In 2020 the UK government manifestly had not prepared effectively for the pandemic and failed to act not just on early warnings including ones from China, South Korea and elsewhere but early global guides on how to safeguard health workers so they would then be able to safeguard the public and treat pandemic patients. The precautionary public health principle is geared to prevention and it is difficult to envisage a public health threat that could have warranted a more precautionary approach than a pandemic and one that required extensive testing, early lockdowns, and ample supplies of PPE. Yet the Government did not act.

We are still in the pandemic. So there is little justification for not now taking even greater steps to protect our health, emergency social care and key employees in ways that will not hinder or disrupt their work. This is of course the irony not recognised by our Government because good health and safety practices will safeguard these health workers who safeguard the public who safeguard our economy. The three elements are closely intertwined.  The Health and Safety Executive responsible for UK workplace health and safety now states it wants to be flexible and proportionate in dealing with COVD-19.  Yet the HSE appeared to go missing for weeks and months when the pandemic started. It is also difficult to envisage how a proportionate response to major failing in protecting doctors, nurses and social care workers often on our screens nightly could have been anything less than rapid interventions requiring immediate health and safety improvements.

This should mean early regulatory interventions in workplaces through inspections, monitoring, advice and support. PPE provision and adequate staffing levels, testing, the position of vulnerable workers outside healthcare and so on should all be considered health and safety matters.
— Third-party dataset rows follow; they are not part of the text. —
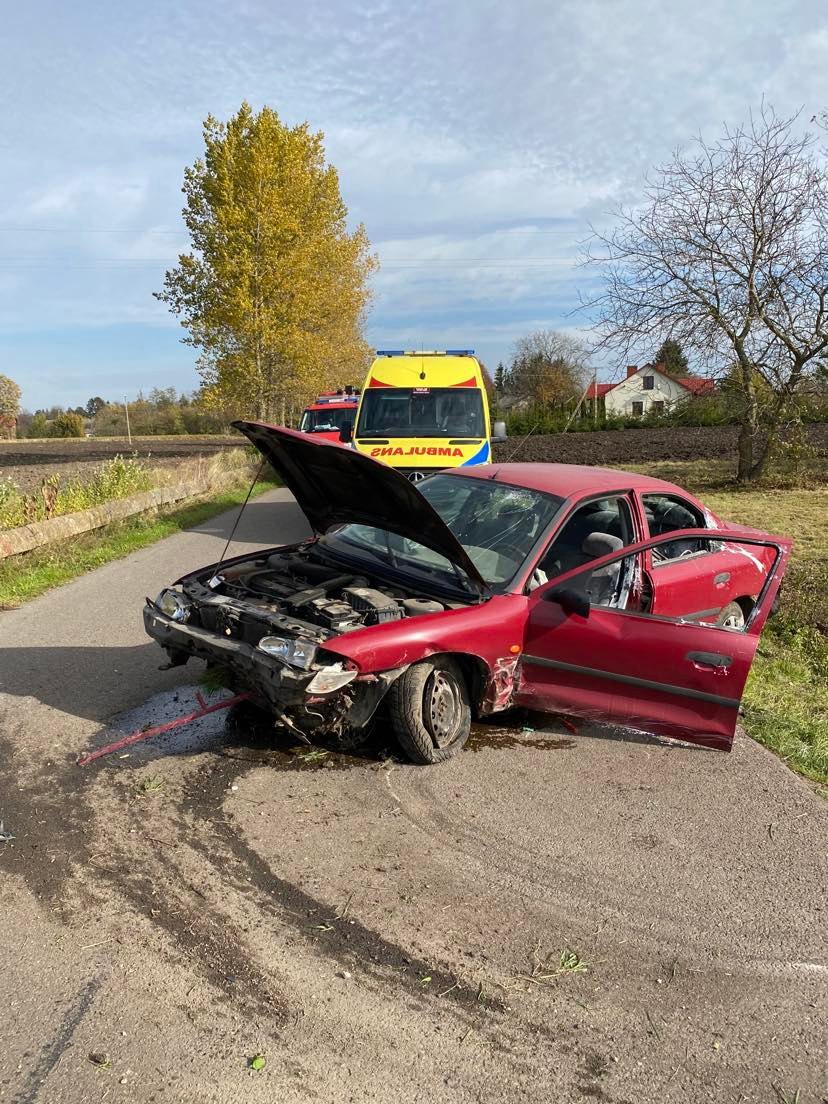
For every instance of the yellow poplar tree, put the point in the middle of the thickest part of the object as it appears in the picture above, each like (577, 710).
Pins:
(275, 289)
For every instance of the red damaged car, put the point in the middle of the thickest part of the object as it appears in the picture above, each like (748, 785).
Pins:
(575, 590)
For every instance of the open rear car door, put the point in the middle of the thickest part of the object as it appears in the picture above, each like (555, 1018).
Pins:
(592, 649)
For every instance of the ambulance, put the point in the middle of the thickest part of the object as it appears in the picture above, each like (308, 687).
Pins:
(424, 411)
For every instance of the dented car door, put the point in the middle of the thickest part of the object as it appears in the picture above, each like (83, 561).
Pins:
(662, 675)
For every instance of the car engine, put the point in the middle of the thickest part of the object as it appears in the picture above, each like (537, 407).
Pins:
(293, 592)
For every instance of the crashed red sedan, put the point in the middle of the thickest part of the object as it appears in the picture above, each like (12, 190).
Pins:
(575, 590)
There should also be requirements on health and safety grounds that ministers, regulators and others provide details and timetables on  PPE provision and testing and quantities; ensure proper consultation with workforces on pandemic planning;  update the public, trade unions and the media  regularly on how many health and other workers have been made ill or died from COVID caused or COVID related illnesses.

Pandemics cannot be avoided but COVID-19 has shown that the UK could and should have done a lot better to protect its workforce, protect the public and hence protect the economy too.